Advertiser library photo Aug. 22, 2001
Moenoa shrugged, then smiled, acknowledging how Cavanaugh resembled an actor in a poorly dubbed movie.
"I shouldn't have taught him how to say 'no' in Samoan," Moenoa said. "All I get is 'no.' Everytime he calls me it's 'no.' I'm getting the bad end of it. I think I taught him the wrong word."
"Some phrases are good to know," said Cavanaugh, an Irish Catholic who was raised on the East Coast.
They might come in handy this coming season. If the depth chart in spring practice remains unchanged, for the first time since becoming a Division I football program nearly 30 years ago, UH will have a starting offensive line comprised entirely of local players. What's more, each of the tentative starters left tackle Wayne Hunter, left guard Lui Fuata, center Moenoa, right guard Vince Manuwai and right tackle Ryan Santos is of Samoan ancestry.
"It's kind of a trippy thing to think about," Fuata said. "It's like we have all of the usos (brothers) over here trying to represent. It's just amazing."
Said Hunter: "This is good because it gives a lot of exposure to the Samoan community. I hope a lot of young Samoan people can look at us and say, 'If they can make it, we can make it.' "
When he was hired as UH head coach in 1999, June Jones vowed to sign more Hawai'i recruits.
"It's proven there's a lot of talent in Hawai'i," Jones said. "I just think, per capita, there are more Division I players in Hawai'i than anywhere else. It's always been that way."
When the depth chart started to form, Manuwai was concerned that "some people would see it as favoritism. It's not. The best players are going to play. Right now, the starting five happen to be all local guys. We don't see us as being local guys. We see us as being guys who bust our butts in practice."
If anything, Cavanaugh equally distributes advice and scoldings.
"I don't care where a person is from," Cavanaugh said. "If he can play, he will play. My only rule is that he has to work hard."
It is that approach that has made Cavanaugh a popular figure in the community. Of the 18 offensive linemen UH has signed in the past four years, 15 were raised in the Islands. In 2000, Moenoa turned down offers from Pac-10 schools to sign with UH.
"Whoever said I was crazy to come here doesn't know much about football," Moenoa said. "This is the place to be. I wanted to come here, to help pave the trail, because Cav is a great coach. All of the Hawai'i boys want to play for him. We're a family. Even if you're from the Mainland, you're considered to be a local guy."
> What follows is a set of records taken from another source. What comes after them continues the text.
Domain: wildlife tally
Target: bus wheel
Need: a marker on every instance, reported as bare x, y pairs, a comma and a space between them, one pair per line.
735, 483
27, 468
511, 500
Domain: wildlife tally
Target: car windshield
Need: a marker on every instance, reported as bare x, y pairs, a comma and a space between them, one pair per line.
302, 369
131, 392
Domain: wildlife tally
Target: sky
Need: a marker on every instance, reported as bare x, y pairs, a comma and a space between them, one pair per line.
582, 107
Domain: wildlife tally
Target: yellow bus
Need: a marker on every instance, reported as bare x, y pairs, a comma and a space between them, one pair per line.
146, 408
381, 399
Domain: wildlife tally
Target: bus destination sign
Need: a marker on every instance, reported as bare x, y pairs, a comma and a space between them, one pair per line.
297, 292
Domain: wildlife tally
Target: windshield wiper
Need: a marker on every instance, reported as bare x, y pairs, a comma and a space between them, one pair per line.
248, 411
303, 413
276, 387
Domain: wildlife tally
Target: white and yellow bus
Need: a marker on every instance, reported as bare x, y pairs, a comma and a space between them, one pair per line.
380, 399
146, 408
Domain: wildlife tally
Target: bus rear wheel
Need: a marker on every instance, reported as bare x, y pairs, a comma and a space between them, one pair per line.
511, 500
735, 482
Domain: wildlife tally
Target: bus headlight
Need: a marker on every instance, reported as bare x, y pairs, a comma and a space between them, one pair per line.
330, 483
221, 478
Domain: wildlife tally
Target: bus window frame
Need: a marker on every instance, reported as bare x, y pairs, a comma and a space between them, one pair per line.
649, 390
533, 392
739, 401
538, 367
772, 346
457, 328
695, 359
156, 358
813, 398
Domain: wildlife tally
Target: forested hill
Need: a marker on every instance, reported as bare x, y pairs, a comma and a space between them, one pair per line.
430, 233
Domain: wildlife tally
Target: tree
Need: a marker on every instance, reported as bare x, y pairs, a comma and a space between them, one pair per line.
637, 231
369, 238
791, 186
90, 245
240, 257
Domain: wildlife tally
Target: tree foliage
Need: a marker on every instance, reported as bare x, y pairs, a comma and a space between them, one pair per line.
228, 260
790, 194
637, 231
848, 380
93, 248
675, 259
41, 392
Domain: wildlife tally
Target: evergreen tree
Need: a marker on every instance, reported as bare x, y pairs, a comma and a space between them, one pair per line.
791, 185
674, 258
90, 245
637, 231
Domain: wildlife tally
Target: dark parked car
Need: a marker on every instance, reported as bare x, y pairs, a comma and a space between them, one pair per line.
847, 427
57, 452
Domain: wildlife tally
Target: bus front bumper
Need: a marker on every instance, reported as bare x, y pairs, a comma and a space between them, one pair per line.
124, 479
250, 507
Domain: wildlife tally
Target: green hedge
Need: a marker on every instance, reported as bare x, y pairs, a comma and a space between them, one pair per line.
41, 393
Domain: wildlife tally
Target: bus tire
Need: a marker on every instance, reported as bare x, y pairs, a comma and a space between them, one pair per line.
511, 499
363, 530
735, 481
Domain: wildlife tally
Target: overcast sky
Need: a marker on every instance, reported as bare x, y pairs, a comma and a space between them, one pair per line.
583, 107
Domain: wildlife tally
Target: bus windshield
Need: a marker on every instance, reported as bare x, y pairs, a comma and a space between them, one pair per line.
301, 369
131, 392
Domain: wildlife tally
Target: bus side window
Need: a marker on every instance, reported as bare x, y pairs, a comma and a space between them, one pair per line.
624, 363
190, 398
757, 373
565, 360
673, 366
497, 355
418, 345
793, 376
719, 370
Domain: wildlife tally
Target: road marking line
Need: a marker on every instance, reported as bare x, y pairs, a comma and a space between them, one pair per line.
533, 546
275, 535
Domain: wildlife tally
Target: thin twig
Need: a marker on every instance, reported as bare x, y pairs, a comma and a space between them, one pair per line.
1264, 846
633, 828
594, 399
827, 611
Santos said the linemen introduced Cavanaugh to palusami, a Samoan dish of taro, coconut cream and onions encased in ti leaves.
"He ate about five or six," Santos recalled. "I told him to slow down. You can't eat too much of them or you tend to hit the toilet quite a bit."
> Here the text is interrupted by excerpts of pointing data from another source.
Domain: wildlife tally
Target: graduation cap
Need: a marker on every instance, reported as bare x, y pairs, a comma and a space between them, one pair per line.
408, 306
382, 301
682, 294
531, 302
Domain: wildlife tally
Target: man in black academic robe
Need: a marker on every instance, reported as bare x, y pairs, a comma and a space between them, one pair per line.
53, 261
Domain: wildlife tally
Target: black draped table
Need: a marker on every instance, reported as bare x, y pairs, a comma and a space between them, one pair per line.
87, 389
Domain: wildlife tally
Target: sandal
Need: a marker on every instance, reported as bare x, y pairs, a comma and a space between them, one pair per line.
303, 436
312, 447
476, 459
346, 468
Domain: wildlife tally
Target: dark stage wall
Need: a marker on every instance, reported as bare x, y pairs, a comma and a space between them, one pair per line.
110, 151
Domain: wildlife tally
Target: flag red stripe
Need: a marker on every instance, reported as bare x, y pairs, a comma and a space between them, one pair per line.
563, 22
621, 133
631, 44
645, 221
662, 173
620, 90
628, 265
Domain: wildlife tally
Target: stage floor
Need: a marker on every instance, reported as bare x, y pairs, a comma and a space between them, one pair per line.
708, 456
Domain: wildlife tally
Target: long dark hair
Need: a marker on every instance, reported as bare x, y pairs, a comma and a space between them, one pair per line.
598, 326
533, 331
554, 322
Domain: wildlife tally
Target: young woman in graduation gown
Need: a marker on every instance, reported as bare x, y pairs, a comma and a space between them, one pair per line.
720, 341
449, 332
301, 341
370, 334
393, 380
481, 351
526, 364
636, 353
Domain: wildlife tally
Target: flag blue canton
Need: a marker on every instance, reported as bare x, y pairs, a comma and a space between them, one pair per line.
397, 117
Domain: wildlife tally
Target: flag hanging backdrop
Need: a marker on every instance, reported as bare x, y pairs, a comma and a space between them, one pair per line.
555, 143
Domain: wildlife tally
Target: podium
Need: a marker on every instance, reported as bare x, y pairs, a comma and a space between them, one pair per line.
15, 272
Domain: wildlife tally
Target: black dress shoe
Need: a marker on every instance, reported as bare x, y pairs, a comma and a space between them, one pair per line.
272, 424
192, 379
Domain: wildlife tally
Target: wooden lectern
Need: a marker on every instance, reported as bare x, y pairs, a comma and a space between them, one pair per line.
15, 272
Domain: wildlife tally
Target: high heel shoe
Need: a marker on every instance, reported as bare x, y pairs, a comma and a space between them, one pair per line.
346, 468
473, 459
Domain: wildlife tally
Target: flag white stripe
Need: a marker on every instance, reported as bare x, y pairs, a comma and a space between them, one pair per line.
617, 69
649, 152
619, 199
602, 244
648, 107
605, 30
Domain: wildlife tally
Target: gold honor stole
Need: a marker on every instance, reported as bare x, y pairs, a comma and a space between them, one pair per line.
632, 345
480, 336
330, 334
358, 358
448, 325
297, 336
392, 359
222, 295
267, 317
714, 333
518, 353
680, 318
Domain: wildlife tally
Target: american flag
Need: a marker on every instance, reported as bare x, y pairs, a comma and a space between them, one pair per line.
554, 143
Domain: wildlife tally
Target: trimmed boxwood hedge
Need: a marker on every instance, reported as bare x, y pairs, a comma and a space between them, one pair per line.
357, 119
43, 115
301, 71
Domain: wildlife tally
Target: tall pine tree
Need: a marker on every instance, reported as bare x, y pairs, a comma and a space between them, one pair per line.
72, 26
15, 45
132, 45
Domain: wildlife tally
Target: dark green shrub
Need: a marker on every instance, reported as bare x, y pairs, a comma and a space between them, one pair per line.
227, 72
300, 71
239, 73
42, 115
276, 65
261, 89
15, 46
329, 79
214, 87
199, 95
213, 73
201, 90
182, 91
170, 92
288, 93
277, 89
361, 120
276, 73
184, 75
Of greater usefulness, Manuwai said: "We taught him how to swear in Samoan. He swears in English, anyway. I figured if he said it in Samoan he won't get in trouble with the refs."
NOTES: Punahou defensive back Jason Ching will not walk on at UH as reported Thursday and instead has made a verbal commitment to attend Brown in the Ivy League, Punahou coach and assistant athletic director Kale Ane said yesterday. He also considered U. of San Diego.